We don’t know much about Porter’s time in France, but he is believed to have attended the École Nationale Superieure des Arts Decoratifs (National School of Decorative Arts). Art historians think he may have studied the work of Henri Fantin-Latour, then the best-known still life painter in France, and his predecessor Jean Siméon Chardin. Porter’s time in France clearly inspired a change in his style. One Hartford Courant reviewer wrote that, following his return to the United States, his “dainty, almost finicky, work we’re so familiar with, has been superseded by a broader, freer style.”

 

Charles Ethan Porter, Floral Still Life, between 1880 and 1890, oil on canvas, Detroit Institute of Arts, Museum Purchase, Robert H. Tannahill Foundation Fund, 2018.48.

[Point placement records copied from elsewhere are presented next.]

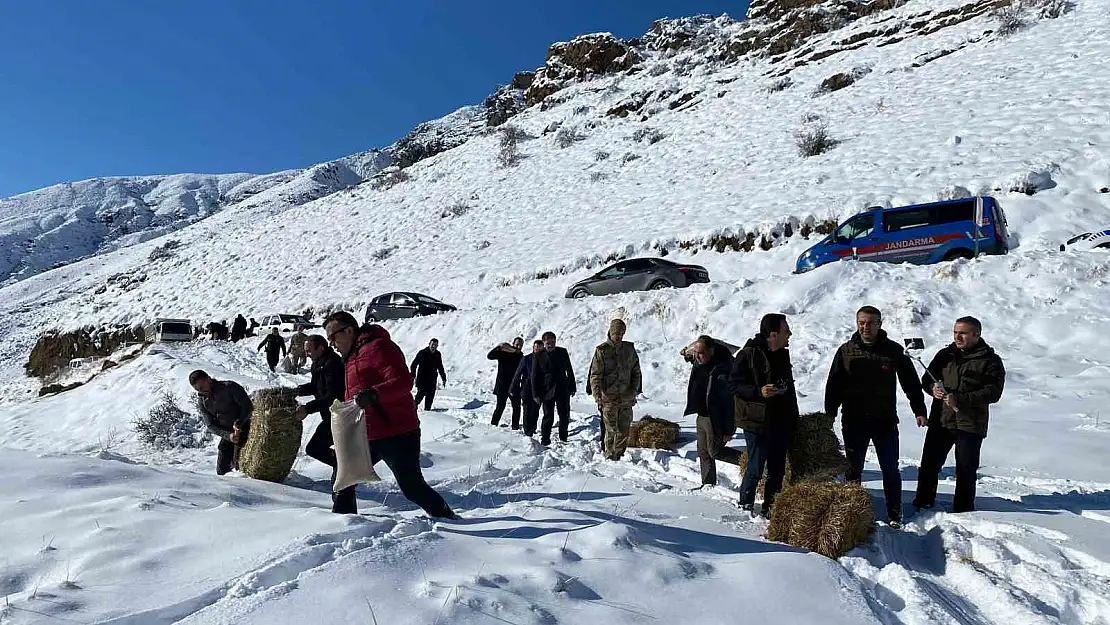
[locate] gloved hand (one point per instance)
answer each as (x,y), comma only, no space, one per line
(365,399)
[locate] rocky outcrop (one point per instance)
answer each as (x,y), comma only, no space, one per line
(583,57)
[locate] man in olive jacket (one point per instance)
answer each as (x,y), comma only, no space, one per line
(864,379)
(767,407)
(615,381)
(225,410)
(970,377)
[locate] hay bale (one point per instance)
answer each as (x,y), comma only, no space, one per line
(652,432)
(274,437)
(825,517)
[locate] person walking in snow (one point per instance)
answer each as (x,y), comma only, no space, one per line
(225,410)
(615,379)
(296,349)
(863,380)
(238,329)
(376,380)
(552,387)
(508,358)
(522,387)
(425,366)
(762,380)
(708,396)
(275,348)
(964,379)
(328,384)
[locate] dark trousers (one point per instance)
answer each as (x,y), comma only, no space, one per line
(501,409)
(769,451)
(938,442)
(857,436)
(320,444)
(427,394)
(563,403)
(710,447)
(531,415)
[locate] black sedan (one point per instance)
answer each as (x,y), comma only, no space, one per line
(404,305)
(638,274)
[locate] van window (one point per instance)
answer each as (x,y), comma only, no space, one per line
(855,228)
(898,221)
(954,212)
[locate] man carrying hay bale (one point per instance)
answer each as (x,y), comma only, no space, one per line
(615,381)
(380,383)
(767,407)
(864,380)
(225,410)
(707,395)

6. He believed his art could show that Black artists were as talented as white artists

Less than two years into his time in France, Porter’s money ran out. He wrote to Mark Twain, asking him for help. His letters to the writer are the only known first-person accounts from Porter. On April 4, 1883, he wrote:

 

Now I am aware that there are a goodly number of my Hartford friends and others who are anxious to see how the colored artist will make out, but this is not the motive which impresses me. There is something of more importance. The colored people—my people—as a race I am interested in, and my success will only add to others who have already shown wherein they are capable the same as other men.

 

Conscious of his place in an art world dominated by white men, Porter was eager to show what he, and other Black artists, could do.

Charles Ethan Porter, Mountain Laurel, 1888, oil on canvas, Smithsonian American Art Museum, Gift of Alfred T. Morris, Sr., 2000.10

7. He struggled his entire career to make a living, but never gave up

Porter was determined to continue painting, despite facing challenges. He did what he needed to do, including taking on students and auctioning or even bartering his paintings to make ends meet.

After years of trying to “make it” in New York or Hartford, Porter moved back to Rockville by the turn of the century. No paintings by him date to the 20th century. However, two photos of Porter with students show that he spent his final years teaching a new generation of artists. Today, his paintings continue to inspire artists like photographer Zora J Murff.